11.2 In the instant case, it has been argued that since at the assessment stage, a valuation report prepared by a registered valuer was furnished by the assessee in support of the claim of the value of the asset (land) transferred by the assessee as on 1st April, 1981, only the Clause (a) as mentioned above can be applicable.

However, it has been argued that it is the contention of the AO that the valuation of the asset as on 1st April, 1981, instead of being undervalued by the registered valuer was rather overvalued by him.

That is why a reference was made to the DVO, who actually valued the property at a lesser figure and the said valuation made by the DVO was finally accepted by the AO. No other relevant circumstances have also been cited by the AO in the assessment order which may be said to justify reference being made to the DVO in this matter. In this connection, reliance has been placed on behalf of the assessee to the judgment of the Gujarat High Court in the case of M.V. Shah, Official Liquidator, Anant Mills Ltd. v. U.J. Matain and Anr. (1994) 117 CTR (Guj) 170 : (1994) 209 1TR 568 (Guj) holding that under similar facts and circumstances, reference to the DVO was not in accordance with law and had to be quashed. It has been argued that in view of the clear legal position as narrated above and also the abovementioned judgment of the Gujarat High Court, the reference as made by the AO to the DVO in the matter of valuation of the asset (land) as on 1st April, 1981 be declared as illegal and hence, the valuation as made by the DVO in this regard he ordered to be inapplicable.

12. We have examined the facts of the case and also considered the legal position. We find that actually the AO considered the valuation as made by the registered valuer of the asset (land) transferred, as on 1st April, 1981 to be exaggerated and that is why he referred the valuation to the DVO, who actually made a lower valuation, which was again accepted by the AO and acted upon in the matter of computation of the capital gains on the transfer of the asset (land) under consideration. Hence, the provisions, of Section 55A in the matter of making reference to DVO were not satisfied.

13. The learned Departmental Representative has argued that the reference was made under Section 50C and not under Section 55A. His argument, however, cannot be accepted. A reference under Section 50C can be made only, in respect of the valuation of the asset at the time of its transfer which has given rise to the occasion for levy of capital gains tax. Such reference cannot be made for the purpose of evaluating the asset as on 1st April, 1981. The stamp duty valuation authority is, in no way concerned with valuation of the property on such date. Hence, we are of the considered opinion that there is no provision in the IT Act, 1961, which can justify reference of the valuation as on 1st April, 1981 in the instant case, especially when a valuation report prepared by a registered valuer had already been filed by the assessee.

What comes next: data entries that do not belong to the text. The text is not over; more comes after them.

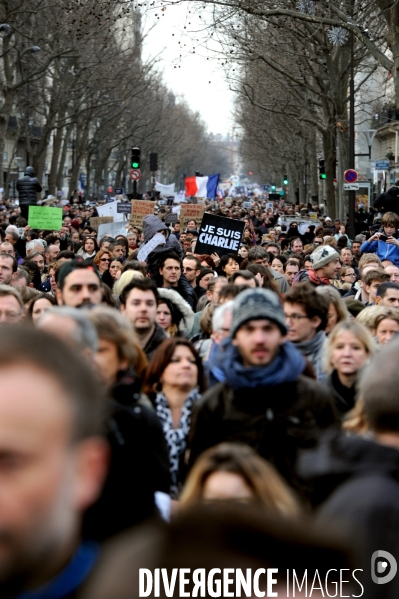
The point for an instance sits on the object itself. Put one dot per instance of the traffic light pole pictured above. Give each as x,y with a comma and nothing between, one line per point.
351,221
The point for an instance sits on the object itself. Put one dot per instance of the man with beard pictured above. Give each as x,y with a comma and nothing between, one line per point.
52,466
139,301
79,285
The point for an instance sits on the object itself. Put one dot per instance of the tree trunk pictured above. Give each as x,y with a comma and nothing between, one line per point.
313,171
329,164
57,144
61,166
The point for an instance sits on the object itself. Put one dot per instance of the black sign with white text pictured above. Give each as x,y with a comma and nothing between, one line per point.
124,207
219,234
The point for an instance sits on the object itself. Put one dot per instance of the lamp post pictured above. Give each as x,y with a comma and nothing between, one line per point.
369,133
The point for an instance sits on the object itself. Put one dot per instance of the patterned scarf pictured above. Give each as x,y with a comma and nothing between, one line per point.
176,438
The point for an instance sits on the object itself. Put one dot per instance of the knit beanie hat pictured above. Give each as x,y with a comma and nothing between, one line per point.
256,304
322,256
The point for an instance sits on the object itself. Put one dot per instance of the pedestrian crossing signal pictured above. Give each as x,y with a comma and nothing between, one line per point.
135,157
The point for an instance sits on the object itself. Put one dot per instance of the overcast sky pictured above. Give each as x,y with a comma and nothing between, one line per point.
198,80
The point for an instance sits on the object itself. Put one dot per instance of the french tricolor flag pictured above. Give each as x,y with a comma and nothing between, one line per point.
202,187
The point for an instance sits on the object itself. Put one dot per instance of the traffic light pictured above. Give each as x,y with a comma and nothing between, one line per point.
153,162
322,170
135,157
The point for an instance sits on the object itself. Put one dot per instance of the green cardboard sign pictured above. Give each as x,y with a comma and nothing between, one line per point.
45,217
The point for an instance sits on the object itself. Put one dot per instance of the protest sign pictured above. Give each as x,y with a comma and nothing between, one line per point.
140,209
110,210
111,229
191,212
170,219
219,234
124,207
96,221
45,217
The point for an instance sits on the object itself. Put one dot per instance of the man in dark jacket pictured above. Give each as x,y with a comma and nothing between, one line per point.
355,480
262,398
326,265
171,276
28,187
389,200
139,301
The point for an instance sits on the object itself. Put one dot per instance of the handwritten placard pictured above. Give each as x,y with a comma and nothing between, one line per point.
191,212
96,221
45,217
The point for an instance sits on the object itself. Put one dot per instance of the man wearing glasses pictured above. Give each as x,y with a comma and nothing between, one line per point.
306,315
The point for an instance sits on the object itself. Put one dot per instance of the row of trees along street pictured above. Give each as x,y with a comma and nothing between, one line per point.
72,73
288,62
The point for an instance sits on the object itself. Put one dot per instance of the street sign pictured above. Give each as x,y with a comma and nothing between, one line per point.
382,165
350,176
135,174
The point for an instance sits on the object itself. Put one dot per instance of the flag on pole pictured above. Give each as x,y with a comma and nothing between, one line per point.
202,187
166,190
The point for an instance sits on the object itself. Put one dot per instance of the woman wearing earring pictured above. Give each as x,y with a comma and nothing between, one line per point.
174,382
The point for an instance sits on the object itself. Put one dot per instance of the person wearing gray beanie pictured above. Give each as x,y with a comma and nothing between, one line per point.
325,267
259,394
260,304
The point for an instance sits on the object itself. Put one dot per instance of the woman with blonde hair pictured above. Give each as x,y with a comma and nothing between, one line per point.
386,325
231,471
337,310
349,347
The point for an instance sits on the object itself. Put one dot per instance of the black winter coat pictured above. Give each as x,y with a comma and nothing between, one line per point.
28,187
275,420
388,201
344,396
355,482
139,467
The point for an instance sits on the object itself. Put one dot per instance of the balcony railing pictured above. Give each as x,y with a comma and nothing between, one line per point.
385,117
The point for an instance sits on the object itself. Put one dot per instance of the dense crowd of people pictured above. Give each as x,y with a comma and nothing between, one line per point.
143,384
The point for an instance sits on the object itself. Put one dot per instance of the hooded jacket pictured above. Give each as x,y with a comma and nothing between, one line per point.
275,419
182,307
152,225
385,251
28,187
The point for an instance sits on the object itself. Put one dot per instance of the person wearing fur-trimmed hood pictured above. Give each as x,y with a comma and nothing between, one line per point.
174,314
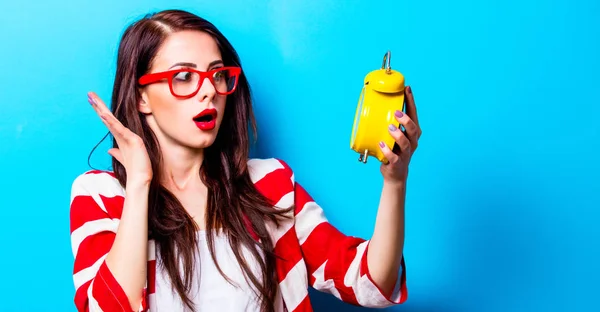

14. Hence, ultimately, we hold the reference to the DVO as made by the AO on this matter to be illegal which cannot be taken into account in computing the capital gains on the transfer of the asset (land) under consideration. We, therefore, direct that as the assessee actually filed a valuation report duly prepared by a registered valuer, which could not be disputed by the AO in a proper manner, the valuation of the asset (land) as on 1st April, 1981, as done by the registered valuer, is alone required to be taken into consideration in computation of the capital gains on the transfer of the asset (land) under consideration. We order accordingly.